Houston: The Key to Tomorrow is Skilled Workforce Development

The following article originally appeared in the August newsletter to clients of FMI Corporation.  Reprinted with permission.

Any person related to the construction industry not keenly aware of the skilled craftworker shortage is simply not paying attention or is in denial.  All reliable sources validate the shortage.  In a recent National AGC survey, over 70 percent of the contractors responding indicated they are experiencing a shortage of these highly trained and highly critical workers.  These contractors represent both general and specialty contractors and serve all major nonresidential market sectors: Commercial, Industrial, Municipal/Utility, and Highway/Heavy.  They also represent a broad cross section of geography: those areas where unions remain strong with traditional apprenticeship programs, and those areas where open-shop labor policies prevail and formal training programs are more aimed at industrial crafts or conducted in-house.  The shortage is real now and is projected to grow.
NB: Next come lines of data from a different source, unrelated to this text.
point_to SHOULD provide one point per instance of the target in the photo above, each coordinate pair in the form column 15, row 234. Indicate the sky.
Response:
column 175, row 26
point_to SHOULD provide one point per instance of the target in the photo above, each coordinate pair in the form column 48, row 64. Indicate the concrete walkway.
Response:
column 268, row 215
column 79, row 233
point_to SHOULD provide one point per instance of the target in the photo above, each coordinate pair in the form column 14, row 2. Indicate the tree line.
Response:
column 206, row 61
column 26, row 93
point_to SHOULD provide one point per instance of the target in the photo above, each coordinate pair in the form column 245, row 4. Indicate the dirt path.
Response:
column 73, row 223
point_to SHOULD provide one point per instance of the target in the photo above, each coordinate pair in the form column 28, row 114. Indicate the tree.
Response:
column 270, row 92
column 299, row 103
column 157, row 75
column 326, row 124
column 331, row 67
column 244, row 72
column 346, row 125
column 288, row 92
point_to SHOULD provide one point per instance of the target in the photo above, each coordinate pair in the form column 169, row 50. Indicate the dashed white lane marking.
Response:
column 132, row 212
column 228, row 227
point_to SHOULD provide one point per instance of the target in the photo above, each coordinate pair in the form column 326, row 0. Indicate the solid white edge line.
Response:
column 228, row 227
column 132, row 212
There are already innovative responses – prefab, for example, which allows greater productivity per traditional craftsman in an off-site, controlled environment.  And, more recently, new companies, funded by experienced technology venture capital funds, have charged into the marketplace.  These new arrivals hope to disrupt the long-entrenched value chains using technology, artificial intelligence, machine learning, and robotics.  They will build most of the structure off-site in a manufacturing mode, then assemble and install on-site.  They purport to offer both schedule and cost advantages.  Katerra and Full-Stack Modular are examples; their websites deserve a look.  Certainly, 3D printing is also gaining momentum and the capacity to produce larger structures.
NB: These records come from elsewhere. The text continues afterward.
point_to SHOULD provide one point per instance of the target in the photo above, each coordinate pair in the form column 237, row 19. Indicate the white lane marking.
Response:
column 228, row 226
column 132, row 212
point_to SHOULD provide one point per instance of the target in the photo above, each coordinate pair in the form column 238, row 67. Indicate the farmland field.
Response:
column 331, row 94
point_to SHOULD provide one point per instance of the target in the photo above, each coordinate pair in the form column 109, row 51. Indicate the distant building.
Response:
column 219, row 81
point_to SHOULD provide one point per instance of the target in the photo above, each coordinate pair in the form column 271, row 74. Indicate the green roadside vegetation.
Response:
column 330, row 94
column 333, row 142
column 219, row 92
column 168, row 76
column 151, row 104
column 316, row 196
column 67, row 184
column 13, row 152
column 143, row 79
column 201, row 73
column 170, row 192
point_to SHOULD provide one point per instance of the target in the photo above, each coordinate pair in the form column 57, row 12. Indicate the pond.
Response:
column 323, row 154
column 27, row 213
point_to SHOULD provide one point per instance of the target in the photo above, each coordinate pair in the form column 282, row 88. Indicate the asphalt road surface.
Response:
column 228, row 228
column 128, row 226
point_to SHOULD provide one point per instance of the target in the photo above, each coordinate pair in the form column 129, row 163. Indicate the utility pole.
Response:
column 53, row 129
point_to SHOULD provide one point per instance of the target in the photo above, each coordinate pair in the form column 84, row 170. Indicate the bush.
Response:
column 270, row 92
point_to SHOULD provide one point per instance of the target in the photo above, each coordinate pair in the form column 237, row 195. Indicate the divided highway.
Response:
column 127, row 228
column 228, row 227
However, while these options hold promise and will help ameliorate the shortage so buildings can be built with competitive schedules and budgets, none will replace the continuous need for senior leaders to ensure that there is a serious skilled workforce development initiative in their companies, in their associations, and in their communities.  As a matter of fact, these programs need to be strengthened to recognize the complexity of the tools of tomorrow and their increased capacity for both productivity and data recording.  Skilled workers will always be needed to program the robots, make the inevitable adjustments, and finish these jobs – no matter where components are built.
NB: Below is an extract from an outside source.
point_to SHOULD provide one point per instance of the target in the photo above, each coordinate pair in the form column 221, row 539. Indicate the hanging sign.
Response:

The Houston construction community recognizes this need and is responding at every level.  The Construction Career Collaborative (C3) is a membership organization supported by all major construction associations and many general and specialty contractors as well as owners, both institutional and private.  To be a member, a contractor agrees to play by the law and have verifiable, approved, specific safety and craft training for his workers.  Owners then specify that this project is “a C3 Job.”  Compliance can be verified.  The group works with the Greater Houston Partnership and Upskill Houston, an initiative to partner community colleges with industries to create the post-secondary, technical training needed for Houston’s future workforce.  The building trades unions are collaborating too.  And there are also some exceptional in-house workforce development programs that will be reviewed in coming articles.  These integrated initiatives are beginning to gain real traction and can serve as models for restoring construction craftwork to a desirable blue-collar career option.